By David Gaffen
(Reuters) -U.S. crude stockpiles fell sharply last week due to a surge in exports to a more than a two-year high, while production neared pre-pandemic levels, the Energy Information Administration said on Wednesday.
Crude inventories fell by 8 million barrels in the week ended April 15 to 413.7 million barrels, compared with analysts’ expectations in a Reuters poll for a 2.5 million-barrel rise.
“Strong exports have been driven by a pull to Europe and we should expect strength in the weeks ahead,” said Matt Smith, lead Americas analyst at Kpler.
That was driven by a surge in exports, which rose to 4.3 million barrels per day in the most recent week, the most since March 2020, while imports fell to their lowest since April 2021, a reflection of worldwide demand for crude as Russian exports have fallen since its invasion of Ukraine in February.
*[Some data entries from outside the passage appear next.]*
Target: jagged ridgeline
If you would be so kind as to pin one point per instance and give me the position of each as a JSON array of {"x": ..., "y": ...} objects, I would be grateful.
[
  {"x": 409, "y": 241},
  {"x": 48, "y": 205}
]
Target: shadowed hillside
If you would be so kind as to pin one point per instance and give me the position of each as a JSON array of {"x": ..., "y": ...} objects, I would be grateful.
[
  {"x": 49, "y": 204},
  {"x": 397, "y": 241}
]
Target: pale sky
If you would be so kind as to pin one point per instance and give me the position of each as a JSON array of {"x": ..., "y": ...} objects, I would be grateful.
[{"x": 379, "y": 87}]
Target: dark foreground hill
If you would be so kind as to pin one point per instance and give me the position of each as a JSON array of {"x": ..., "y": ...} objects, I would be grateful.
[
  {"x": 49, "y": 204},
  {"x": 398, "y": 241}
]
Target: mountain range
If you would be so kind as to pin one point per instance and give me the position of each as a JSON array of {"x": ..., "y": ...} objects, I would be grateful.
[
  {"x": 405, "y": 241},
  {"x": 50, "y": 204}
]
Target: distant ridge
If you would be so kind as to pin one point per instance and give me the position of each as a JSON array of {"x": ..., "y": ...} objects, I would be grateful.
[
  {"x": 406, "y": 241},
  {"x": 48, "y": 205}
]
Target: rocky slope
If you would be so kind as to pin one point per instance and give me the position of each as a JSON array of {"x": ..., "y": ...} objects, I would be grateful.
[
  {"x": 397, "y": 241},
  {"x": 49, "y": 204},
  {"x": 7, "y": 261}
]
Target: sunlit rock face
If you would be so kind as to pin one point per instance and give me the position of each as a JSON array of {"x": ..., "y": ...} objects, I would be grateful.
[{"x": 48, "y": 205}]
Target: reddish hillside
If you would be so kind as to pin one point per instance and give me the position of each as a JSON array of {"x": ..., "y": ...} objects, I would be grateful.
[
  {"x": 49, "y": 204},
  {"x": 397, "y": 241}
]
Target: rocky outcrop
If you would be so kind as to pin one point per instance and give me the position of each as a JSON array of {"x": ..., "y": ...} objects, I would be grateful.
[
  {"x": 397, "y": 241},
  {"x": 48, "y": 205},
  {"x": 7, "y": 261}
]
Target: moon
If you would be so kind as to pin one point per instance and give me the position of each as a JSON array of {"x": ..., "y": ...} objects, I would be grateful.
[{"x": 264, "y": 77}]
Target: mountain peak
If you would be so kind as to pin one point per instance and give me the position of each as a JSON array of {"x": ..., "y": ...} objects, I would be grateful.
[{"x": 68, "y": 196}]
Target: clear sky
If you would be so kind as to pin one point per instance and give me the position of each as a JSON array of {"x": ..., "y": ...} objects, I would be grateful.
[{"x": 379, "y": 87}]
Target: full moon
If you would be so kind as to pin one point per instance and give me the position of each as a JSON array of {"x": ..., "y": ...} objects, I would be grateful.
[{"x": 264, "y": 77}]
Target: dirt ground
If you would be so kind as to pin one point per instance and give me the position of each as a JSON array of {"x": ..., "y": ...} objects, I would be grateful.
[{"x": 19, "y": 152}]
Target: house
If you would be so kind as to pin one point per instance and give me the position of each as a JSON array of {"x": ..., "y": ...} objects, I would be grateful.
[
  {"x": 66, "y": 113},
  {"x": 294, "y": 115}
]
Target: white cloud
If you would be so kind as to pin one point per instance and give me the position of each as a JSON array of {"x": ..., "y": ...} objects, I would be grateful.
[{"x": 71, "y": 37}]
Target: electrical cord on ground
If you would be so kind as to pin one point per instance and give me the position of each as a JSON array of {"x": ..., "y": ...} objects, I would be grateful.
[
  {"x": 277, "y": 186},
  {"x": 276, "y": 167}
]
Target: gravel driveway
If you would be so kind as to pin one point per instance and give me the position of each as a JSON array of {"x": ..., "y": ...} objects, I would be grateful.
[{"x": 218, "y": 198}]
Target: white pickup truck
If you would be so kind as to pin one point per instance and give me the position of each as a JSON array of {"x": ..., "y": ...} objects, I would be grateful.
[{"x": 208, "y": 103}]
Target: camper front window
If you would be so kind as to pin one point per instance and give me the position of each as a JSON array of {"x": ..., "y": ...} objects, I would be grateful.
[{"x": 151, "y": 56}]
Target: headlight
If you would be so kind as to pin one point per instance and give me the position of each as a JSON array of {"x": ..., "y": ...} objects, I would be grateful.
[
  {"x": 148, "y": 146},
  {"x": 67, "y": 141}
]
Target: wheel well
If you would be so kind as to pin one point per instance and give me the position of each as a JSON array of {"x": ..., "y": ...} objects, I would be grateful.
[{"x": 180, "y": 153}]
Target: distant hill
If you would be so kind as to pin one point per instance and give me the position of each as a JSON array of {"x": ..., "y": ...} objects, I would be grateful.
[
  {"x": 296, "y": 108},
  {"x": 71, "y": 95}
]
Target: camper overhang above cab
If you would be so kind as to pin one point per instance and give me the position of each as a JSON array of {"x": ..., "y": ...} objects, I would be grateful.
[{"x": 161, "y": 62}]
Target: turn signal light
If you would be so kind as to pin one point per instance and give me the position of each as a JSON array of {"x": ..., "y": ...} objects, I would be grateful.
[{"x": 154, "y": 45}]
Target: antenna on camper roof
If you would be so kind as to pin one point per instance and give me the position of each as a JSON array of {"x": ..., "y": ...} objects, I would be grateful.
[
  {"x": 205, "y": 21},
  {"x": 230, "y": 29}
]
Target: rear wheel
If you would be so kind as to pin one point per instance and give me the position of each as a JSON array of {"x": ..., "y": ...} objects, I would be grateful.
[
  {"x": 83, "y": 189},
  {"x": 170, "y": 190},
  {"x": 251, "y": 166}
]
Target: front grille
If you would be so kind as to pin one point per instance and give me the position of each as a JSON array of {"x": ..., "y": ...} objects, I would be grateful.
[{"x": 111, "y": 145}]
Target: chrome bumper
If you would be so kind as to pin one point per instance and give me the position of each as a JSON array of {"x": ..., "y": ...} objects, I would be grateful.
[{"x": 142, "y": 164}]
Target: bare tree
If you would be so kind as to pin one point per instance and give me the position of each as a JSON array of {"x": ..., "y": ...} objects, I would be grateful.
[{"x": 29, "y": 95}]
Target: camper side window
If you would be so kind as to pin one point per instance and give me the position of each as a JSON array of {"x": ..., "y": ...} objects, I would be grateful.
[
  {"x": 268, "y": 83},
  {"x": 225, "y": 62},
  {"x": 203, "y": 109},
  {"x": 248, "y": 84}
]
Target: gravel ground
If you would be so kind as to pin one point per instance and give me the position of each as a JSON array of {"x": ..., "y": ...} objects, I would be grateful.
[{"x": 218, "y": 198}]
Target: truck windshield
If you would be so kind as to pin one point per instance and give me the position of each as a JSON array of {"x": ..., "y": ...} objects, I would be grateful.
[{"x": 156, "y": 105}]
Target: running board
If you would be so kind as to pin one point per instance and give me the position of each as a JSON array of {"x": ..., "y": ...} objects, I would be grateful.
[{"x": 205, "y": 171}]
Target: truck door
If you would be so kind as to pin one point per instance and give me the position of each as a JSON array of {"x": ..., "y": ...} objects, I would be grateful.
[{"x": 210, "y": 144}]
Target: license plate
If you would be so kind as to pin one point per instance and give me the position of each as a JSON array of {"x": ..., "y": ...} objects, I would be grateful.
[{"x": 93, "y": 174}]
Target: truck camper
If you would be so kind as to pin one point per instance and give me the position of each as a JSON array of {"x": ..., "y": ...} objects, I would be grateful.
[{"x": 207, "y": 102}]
Those exports offset an injection of 4.7 million barrels from U.S. strategic reserves as part of the White House’s efforts to lower fuel prices overall.
U.S. production rose, hitting 11.9 million bpd, its highest since May 2020, at a point when oil companies were starting to reduce output in response to the worsening of the coronavirus pandemic.
Refinery crude runs rose by 194,000 bpd last week, increasing refinery utilization rates by 1 percentage point to 91% of total capacity.
That came even as overall demand has slipped somewhat in the United States, as product supplied, a measure of demand, fell to its lowest on a four-week moving basis since June last year.
U.S. gasoline stocks fell by 761,000 barrels in the week to 232.4 million barrels. Distillate stockpiles, which include diesel and heating oil, fell by 2.7 million barrels to 108.7 million barrels, hitting levels not seen since May 2008.
Oil prices rose on the data, with U.S. crude futures gaining $1.07 to $103.63 a barrel, while Brent added 75 cents to $107.98 a barrel.